Author Topic: subjob processes are stuck on "complete"  (Read 2334 times)

choitown

  • Newbie
  • *
  • Posts: 1
subjob processes are stuck on "complete"
« on: May 12, 2011, 10:15:25 PM »
we have a 10 worker 80 core farm running here, and there's a strange problem where we never get the full number of subjob processes  requested.

if i submit a job and request 20 subjob processes, I usually get only about 6 or 7. the processes column in the job layout tab will show "6/20" There are plenty of idle cores available, but if i look in the subjob processes tab, the subjobs listed are mostly stuck on "complete" and they do not move on to "running" status. needless to say this makes the render farm very useless if i can only utilize a fraction of the available cores.

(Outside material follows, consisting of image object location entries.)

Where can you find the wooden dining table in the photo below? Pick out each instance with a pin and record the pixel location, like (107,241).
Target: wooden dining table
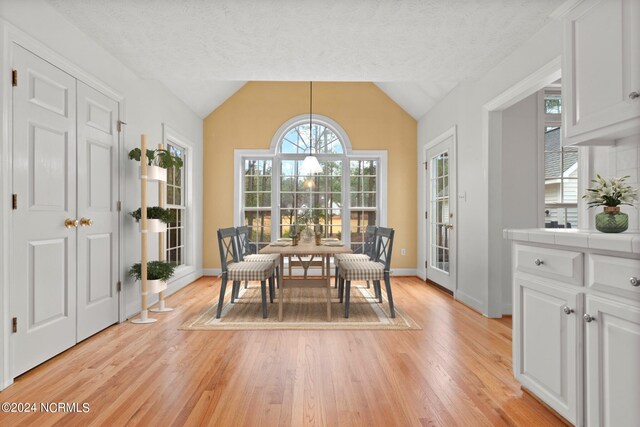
(324,251)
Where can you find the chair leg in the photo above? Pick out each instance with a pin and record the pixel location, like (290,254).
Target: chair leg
(387,282)
(223,288)
(263,288)
(347,297)
(271,290)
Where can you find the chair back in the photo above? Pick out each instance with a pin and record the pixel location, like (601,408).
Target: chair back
(245,245)
(228,247)
(384,246)
(370,241)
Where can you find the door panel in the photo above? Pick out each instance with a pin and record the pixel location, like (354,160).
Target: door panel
(441,195)
(546,344)
(613,372)
(43,285)
(98,152)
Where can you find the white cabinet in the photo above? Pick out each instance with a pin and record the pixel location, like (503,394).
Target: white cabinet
(546,330)
(612,363)
(576,326)
(601,71)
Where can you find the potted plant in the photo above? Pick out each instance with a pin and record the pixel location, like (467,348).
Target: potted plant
(611,193)
(157,218)
(158,273)
(158,161)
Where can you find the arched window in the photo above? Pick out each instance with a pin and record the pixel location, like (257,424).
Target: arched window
(344,198)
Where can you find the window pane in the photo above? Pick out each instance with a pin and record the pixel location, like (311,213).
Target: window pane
(553,104)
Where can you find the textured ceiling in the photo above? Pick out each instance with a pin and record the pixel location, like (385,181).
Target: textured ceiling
(204,50)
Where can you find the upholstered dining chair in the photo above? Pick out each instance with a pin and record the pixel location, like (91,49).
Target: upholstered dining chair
(248,251)
(238,271)
(375,270)
(366,252)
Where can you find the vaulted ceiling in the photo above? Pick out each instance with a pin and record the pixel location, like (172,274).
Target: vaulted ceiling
(204,50)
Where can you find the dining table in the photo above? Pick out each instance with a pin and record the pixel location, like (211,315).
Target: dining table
(308,250)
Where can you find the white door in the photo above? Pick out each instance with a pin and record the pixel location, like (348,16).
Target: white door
(97,211)
(441,198)
(612,364)
(43,284)
(546,330)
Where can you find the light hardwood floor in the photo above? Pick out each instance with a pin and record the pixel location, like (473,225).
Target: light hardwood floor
(455,371)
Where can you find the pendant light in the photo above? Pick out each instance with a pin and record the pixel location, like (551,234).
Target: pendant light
(310,165)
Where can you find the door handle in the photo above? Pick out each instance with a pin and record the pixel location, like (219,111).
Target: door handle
(70,223)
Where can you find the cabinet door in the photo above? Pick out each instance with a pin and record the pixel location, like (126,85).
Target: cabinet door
(612,364)
(545,346)
(601,59)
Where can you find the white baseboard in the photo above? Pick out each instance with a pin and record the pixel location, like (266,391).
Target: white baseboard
(317,272)
(507,309)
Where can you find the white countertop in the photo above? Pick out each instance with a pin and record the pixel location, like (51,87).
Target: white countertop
(589,239)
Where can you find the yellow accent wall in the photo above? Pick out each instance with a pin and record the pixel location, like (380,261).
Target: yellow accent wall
(250,118)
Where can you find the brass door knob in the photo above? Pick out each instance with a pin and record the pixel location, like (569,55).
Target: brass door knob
(70,223)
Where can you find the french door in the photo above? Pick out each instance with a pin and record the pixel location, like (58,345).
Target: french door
(441,197)
(65,221)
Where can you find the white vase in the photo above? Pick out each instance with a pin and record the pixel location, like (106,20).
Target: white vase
(155,226)
(155,286)
(155,173)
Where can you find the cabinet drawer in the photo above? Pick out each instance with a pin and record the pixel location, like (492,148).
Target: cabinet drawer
(614,275)
(565,266)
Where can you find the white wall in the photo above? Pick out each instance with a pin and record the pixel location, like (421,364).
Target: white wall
(148,105)
(520,179)
(479,278)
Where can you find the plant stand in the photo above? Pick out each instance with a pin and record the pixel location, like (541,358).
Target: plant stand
(144,314)
(162,254)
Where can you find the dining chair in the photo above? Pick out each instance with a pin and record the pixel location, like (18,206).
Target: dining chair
(375,270)
(248,251)
(364,253)
(238,271)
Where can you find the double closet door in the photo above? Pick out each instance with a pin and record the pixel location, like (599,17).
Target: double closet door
(65,218)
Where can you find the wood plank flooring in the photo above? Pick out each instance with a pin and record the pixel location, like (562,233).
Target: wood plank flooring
(455,371)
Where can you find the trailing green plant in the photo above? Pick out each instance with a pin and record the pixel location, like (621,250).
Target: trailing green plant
(611,192)
(155,212)
(156,270)
(159,157)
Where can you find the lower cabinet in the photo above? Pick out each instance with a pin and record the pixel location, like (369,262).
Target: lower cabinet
(546,328)
(612,358)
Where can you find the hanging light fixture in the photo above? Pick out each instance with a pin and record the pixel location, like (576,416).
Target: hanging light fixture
(310,165)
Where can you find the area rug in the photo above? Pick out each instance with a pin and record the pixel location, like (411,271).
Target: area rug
(303,309)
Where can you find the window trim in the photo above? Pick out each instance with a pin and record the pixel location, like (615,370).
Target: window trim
(240,155)
(171,136)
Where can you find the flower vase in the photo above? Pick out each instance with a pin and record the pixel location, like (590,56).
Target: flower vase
(612,220)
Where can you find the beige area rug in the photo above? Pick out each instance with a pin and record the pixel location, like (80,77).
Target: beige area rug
(303,309)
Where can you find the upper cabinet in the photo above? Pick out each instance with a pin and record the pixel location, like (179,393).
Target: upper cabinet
(601,71)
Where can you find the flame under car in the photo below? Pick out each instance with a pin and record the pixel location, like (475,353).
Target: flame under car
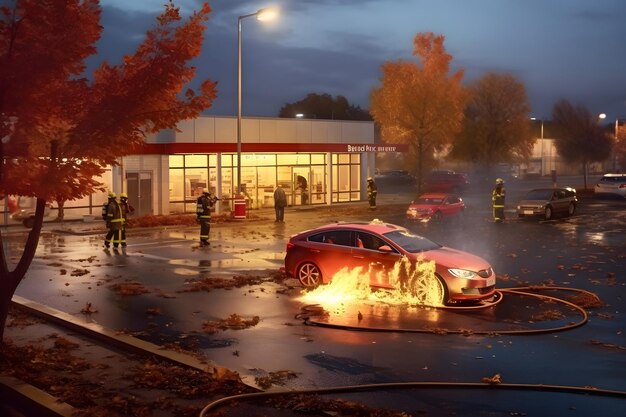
(315,256)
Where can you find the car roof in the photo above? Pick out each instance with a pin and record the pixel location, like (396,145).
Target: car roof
(375,226)
(433,195)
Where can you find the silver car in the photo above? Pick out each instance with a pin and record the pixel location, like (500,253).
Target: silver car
(614,184)
(547,202)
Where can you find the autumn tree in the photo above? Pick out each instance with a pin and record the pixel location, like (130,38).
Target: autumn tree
(578,136)
(496,127)
(420,105)
(324,106)
(60,129)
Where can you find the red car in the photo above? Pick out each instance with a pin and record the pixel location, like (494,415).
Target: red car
(315,256)
(435,207)
(446,182)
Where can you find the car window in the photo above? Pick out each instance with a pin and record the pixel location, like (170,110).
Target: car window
(410,242)
(539,195)
(369,241)
(334,237)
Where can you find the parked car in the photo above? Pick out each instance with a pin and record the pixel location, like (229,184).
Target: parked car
(446,182)
(547,202)
(316,255)
(435,207)
(611,184)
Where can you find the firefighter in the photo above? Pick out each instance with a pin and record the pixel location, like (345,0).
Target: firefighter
(497,200)
(371,192)
(127,210)
(203,212)
(115,221)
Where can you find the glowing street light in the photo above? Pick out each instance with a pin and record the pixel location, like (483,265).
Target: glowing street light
(262,15)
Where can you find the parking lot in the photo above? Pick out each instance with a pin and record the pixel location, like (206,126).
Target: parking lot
(583,252)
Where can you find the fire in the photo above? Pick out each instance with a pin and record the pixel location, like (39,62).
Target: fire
(408,283)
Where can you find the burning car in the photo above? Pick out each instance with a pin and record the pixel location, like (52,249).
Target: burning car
(386,253)
(435,207)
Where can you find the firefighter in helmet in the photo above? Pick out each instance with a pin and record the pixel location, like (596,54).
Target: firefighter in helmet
(127,210)
(371,192)
(112,214)
(203,213)
(497,200)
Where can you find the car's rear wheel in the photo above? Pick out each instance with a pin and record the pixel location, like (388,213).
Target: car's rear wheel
(571,209)
(431,291)
(309,275)
(548,213)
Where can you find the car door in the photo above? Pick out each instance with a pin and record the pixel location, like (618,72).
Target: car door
(367,254)
(331,250)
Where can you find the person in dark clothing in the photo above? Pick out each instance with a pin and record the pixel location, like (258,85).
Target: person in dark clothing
(280,202)
(372,190)
(127,210)
(115,221)
(497,200)
(203,212)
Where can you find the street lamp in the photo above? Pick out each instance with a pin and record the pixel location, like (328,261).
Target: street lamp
(262,15)
(535,119)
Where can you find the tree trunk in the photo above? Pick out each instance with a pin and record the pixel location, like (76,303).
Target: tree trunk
(61,212)
(9,280)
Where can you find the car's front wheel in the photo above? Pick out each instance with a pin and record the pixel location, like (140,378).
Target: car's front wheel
(571,209)
(309,275)
(548,213)
(431,292)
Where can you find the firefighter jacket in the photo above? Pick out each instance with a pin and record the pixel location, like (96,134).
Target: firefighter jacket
(371,189)
(497,196)
(203,207)
(114,215)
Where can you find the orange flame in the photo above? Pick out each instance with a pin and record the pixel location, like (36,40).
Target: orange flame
(411,283)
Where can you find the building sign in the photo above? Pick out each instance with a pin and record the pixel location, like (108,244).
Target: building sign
(377,148)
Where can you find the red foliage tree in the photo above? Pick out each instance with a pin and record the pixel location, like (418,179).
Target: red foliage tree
(60,130)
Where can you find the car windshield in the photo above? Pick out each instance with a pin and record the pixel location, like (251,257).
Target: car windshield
(428,201)
(539,195)
(410,242)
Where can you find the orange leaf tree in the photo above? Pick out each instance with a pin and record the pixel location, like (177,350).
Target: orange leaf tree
(420,105)
(496,127)
(59,129)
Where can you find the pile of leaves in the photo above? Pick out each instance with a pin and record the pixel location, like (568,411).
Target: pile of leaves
(234,322)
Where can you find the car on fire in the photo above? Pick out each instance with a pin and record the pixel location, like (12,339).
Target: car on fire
(435,207)
(315,256)
(548,202)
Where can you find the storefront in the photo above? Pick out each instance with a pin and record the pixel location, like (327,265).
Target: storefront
(318,162)
(314,161)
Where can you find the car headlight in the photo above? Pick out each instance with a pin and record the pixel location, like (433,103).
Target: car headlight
(462,273)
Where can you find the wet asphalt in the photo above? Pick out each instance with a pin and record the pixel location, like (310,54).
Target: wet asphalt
(586,251)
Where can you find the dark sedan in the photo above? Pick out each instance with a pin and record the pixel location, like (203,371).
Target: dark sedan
(548,202)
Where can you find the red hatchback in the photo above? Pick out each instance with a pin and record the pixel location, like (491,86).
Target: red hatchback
(435,207)
(315,256)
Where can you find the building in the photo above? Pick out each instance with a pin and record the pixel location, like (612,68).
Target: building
(319,162)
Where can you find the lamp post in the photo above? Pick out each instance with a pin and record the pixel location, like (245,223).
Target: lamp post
(535,119)
(262,15)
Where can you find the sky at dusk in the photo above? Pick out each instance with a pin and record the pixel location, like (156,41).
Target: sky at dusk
(572,49)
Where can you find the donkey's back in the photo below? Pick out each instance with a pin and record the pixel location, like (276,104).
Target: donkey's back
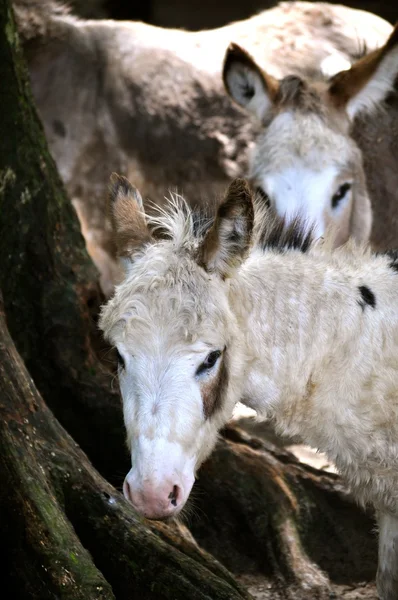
(149,101)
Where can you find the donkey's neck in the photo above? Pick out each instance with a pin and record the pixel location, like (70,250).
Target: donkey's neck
(300,317)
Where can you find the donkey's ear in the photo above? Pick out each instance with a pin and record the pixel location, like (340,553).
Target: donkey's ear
(369,80)
(228,240)
(127,214)
(246,83)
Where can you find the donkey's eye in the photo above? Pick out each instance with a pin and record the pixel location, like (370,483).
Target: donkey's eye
(209,362)
(264,196)
(340,194)
(120,360)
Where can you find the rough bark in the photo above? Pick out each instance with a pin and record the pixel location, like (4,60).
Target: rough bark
(49,283)
(56,509)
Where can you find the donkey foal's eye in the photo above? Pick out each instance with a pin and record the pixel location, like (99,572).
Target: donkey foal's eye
(120,360)
(209,362)
(340,194)
(264,196)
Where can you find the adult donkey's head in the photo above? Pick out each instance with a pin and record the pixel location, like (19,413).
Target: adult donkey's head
(305,163)
(180,367)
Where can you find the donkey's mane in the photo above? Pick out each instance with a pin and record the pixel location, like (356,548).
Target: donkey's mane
(186,227)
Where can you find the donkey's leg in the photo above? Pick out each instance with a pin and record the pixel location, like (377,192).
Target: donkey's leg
(387,572)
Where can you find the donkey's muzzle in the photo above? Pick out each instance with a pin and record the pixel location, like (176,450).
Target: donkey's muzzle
(160,502)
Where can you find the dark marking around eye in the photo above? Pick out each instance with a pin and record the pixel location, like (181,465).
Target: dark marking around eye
(340,194)
(367,297)
(120,359)
(213,392)
(393,255)
(209,362)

anyone have any clue on why this is?

[attachment deleted by admin]

ptanna

  • Jr. Member
  • **
  • Posts: 7
Re: subjob processes are stuck on "complete"
« Reply #1 on: May 17, 2011, 07:11:44 PM »
are you setting your "Reservations" to equal "host.processors=1+"?  You can click on the browse next to that setting and check the box "All".  This tells your job to use all available cores I believe.

jburk

  • Administrator
  • *****
  • Posts: 493
Re: subjob processes are stuck on "complete"
« Reply #2 on: May 17, 2011, 11:03:05 PM »
I would check the logs for the prematurely complete subjobs.  Something is occurring during the startup phase of those subjobs to cause them to complete; I'm guessing that they actually have gone into a failed state.